Since the forecasting data provides estimates of electricity production volume for each hour, we are using the levelized cost of electricity in Euro per MWh for each of the source types to determine to total cost of electricity produced, without knowing what would be installed generation capacity required. We are making the assumption that the current production profile or a country or region could be scaled up linearly while maintaining the same hourly distribution of generation over time.

For the storage model we are going to estimate the charge & discharge power and storage capacity respectively that would need to be installed to satisfy the constraints and are using and capital and operating cost estimate to translate these installed capacities into an annualised cost assuming  a 3% interest rate over 15 or 25 year amortisation periods for the capital cost. The storage system is broken up into  lithium-ion battery inspired short-duration storage (SDS) and H2 inspired long-duration storage (LDS) respectively. Which means the SDS systems has a single, shared charge and discharge capacity, while the LDS can be charged and discharged independently using different power conversion systems.

Which all this results in the following hard-coded cost assumptions:

Sources = enum.Enum('Sources', ['PV', 'ONW', 'OFFW'])
StorageConfig = namedtuple('StorageConfig', 'name cp_cost, dp_cost, c_loss, d_loss, capacity_cost')

# LCOE for renewable energy sources in Euro per MWh
# ( and
lcoe = {
    Sources.PV : 55,
    Sources.ONW : 60,
    Sources.OFFW : 90

# Annualised cost for storage technologies in Euro per MW / MWh respectively
# (
# / Appendix C)
inverter_cost = amount.calculate_amortization_amount(100000, 0.03, 15)
battery_cost = amount.calculate_amortization_amount(125000, 0.03, 15)
sds = StorageConfig('Li-ion', inverter_cost/2, inverter_cost/2, 0.05, 0.05,

h2_electrolyzer_cost = amount.calculate_amortization_amount(450000, 0.03, 25) + 9000
h2_ccgt_cost = amount.calculate_amortization_amount(750000, 0.03, 25) + 15000
h2_storage_cost = amount.calculate_amortization_amount(2000, 0.03, 25)
lds = StorageConfig('H2 P2X2P', h2_electrolyzer_cost, h2_ccgt_cost, 0.2, 0.4,

To express the cost function requires the definition of a few global variables for things like the global capacity and cost allocations, as well as time-series indexed variables to express constraints for each of the 8760 hourly intervals in a year.

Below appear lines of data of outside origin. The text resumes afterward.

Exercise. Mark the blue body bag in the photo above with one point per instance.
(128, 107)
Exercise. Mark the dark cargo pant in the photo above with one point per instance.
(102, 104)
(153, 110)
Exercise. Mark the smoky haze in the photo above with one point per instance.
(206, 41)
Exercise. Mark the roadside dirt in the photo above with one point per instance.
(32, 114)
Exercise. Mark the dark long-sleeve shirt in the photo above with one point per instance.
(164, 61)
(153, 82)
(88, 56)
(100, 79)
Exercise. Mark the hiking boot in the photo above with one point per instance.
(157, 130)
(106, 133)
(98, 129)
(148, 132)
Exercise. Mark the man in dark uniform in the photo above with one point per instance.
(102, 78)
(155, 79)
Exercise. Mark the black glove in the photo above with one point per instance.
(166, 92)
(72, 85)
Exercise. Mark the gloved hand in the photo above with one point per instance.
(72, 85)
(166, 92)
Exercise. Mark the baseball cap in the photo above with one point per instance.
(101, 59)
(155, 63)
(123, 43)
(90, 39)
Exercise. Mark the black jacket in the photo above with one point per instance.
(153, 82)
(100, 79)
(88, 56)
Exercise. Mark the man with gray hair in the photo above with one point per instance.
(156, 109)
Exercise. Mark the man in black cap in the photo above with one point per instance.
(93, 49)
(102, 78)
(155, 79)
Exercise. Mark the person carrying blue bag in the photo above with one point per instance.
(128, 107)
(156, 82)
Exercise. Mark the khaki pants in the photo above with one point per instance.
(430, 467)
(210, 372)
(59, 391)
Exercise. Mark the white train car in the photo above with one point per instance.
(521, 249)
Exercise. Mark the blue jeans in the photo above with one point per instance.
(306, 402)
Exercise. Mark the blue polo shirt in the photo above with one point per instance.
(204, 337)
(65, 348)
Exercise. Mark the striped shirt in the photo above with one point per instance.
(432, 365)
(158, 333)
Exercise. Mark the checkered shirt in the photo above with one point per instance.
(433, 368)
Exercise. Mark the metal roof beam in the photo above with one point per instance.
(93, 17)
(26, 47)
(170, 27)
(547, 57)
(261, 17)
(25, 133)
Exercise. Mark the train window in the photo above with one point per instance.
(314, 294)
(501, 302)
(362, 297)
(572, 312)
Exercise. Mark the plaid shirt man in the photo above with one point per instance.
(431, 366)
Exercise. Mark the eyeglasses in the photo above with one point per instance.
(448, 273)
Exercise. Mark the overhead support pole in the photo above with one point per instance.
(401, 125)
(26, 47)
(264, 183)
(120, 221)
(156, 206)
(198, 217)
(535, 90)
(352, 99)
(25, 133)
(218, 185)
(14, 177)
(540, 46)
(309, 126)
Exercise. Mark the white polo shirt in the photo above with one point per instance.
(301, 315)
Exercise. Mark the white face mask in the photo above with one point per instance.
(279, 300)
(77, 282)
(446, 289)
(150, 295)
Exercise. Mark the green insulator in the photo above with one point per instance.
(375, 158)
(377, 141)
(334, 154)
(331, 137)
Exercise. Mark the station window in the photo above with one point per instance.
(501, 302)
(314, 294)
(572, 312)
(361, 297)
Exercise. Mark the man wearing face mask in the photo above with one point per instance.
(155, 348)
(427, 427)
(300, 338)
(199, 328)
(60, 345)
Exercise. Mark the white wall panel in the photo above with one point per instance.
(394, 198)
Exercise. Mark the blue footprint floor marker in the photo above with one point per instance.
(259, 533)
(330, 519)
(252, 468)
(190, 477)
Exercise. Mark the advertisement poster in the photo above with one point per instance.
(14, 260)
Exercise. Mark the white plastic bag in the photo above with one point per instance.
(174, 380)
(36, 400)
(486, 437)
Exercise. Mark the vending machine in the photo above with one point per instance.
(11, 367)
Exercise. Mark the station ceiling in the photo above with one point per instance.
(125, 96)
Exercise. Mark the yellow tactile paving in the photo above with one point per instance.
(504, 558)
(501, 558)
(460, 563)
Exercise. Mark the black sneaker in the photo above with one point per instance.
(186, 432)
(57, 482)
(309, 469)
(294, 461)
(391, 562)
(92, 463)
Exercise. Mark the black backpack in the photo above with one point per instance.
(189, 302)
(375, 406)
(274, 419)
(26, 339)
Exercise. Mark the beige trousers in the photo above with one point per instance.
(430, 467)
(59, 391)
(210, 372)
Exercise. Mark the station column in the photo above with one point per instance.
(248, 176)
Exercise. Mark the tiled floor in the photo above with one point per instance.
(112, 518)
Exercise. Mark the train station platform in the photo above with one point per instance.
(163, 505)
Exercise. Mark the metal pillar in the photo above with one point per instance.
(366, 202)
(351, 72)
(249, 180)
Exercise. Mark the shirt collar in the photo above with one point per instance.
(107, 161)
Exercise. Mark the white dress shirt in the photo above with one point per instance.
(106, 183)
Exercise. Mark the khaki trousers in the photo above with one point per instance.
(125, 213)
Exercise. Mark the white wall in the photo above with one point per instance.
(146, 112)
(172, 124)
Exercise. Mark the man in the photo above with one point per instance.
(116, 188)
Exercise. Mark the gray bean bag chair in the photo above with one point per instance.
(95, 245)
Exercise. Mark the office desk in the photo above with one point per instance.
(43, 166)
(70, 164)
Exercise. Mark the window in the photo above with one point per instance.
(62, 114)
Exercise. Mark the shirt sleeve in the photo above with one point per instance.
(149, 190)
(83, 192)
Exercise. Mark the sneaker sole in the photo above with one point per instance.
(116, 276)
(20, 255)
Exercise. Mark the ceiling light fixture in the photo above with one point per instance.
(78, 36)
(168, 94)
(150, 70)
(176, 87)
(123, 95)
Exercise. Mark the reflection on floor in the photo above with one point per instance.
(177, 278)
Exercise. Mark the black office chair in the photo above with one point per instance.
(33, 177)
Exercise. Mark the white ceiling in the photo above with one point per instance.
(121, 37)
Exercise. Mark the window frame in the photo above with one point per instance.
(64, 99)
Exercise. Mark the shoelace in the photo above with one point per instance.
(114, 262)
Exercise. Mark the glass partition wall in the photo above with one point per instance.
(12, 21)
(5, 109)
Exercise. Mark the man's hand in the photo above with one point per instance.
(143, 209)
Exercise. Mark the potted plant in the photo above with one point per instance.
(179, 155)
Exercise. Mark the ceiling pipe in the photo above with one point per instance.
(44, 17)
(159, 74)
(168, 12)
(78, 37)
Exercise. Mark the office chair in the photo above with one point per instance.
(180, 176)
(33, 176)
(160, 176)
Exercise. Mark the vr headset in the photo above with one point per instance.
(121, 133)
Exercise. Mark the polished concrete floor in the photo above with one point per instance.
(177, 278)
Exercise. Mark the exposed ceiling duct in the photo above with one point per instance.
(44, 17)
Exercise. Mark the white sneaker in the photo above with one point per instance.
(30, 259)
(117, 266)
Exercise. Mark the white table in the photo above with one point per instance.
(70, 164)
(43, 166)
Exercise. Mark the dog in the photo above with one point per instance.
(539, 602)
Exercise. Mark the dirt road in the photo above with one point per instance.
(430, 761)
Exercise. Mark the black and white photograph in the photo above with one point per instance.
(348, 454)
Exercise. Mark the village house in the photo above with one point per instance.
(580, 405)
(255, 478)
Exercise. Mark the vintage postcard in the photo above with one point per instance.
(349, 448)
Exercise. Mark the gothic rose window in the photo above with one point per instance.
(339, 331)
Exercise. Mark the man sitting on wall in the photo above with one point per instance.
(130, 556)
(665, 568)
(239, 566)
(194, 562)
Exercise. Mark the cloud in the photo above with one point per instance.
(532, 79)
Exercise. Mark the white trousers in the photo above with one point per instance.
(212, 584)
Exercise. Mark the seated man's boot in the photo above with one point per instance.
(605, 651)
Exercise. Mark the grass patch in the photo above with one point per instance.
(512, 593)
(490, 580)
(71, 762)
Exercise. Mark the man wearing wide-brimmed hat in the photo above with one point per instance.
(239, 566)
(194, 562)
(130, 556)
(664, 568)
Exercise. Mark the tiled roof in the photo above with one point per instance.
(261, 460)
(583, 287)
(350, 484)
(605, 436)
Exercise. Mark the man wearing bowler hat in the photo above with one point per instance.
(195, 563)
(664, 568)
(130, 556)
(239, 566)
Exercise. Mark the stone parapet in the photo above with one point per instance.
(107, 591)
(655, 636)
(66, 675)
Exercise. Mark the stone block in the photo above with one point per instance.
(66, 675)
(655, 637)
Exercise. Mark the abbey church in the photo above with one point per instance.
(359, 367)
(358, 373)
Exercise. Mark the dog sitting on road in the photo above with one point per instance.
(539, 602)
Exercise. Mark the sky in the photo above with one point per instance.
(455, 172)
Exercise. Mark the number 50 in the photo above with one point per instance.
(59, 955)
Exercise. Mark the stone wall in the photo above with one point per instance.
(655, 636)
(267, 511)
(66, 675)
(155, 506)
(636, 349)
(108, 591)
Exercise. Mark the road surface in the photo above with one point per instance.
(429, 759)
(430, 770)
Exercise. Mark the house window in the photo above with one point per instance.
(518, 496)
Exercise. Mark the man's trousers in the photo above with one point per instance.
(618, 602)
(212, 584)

The system constraints are relatively simple: the power balance requires that for each interval, the sum of all power generation and consumption needs to balance out. For each storage system the SOC constraint requires that the state of charge in the next interval is the current state of charge adjusted for any charge and discharge - taking into account losses.

At any time, capacity constraints need to be respected, i.e. state of charge cannot exceed the storage capacity or charge and discarge power cannot exceed the respective power capacity limits.

Storage should be a closed, cyclical system over the year which is arbitrarily enforced by making the state of charge after the last interval to be the same as the original one.

Finally the availability or coverage constraint defines what percentage of overall demand must be satisfied by the system.

model = pulp.LpProblem('RE_deployment', pulp.LpMinimize)

source_factors = pulp.LpVariable.dicts('source_factors', list(Sources), 0)
sds_power = pulp.LpVariable('sds_power', 0)
sds_capacity = pulp.LpVariable('sds_capacity', 0)
lds_c_power = pulp.LpVariable('lds_c_power', 0)
lds_d_power = pulp.LpVariable('lds_d_power', 0)
lds_capacity = pulp.LpVariable('lds_capacity', 0)
total_curtailment = pulp.LpVariable('total_curtailment', 0)
total_shortfall = pulp.LpVariable('total_shortfall', 0)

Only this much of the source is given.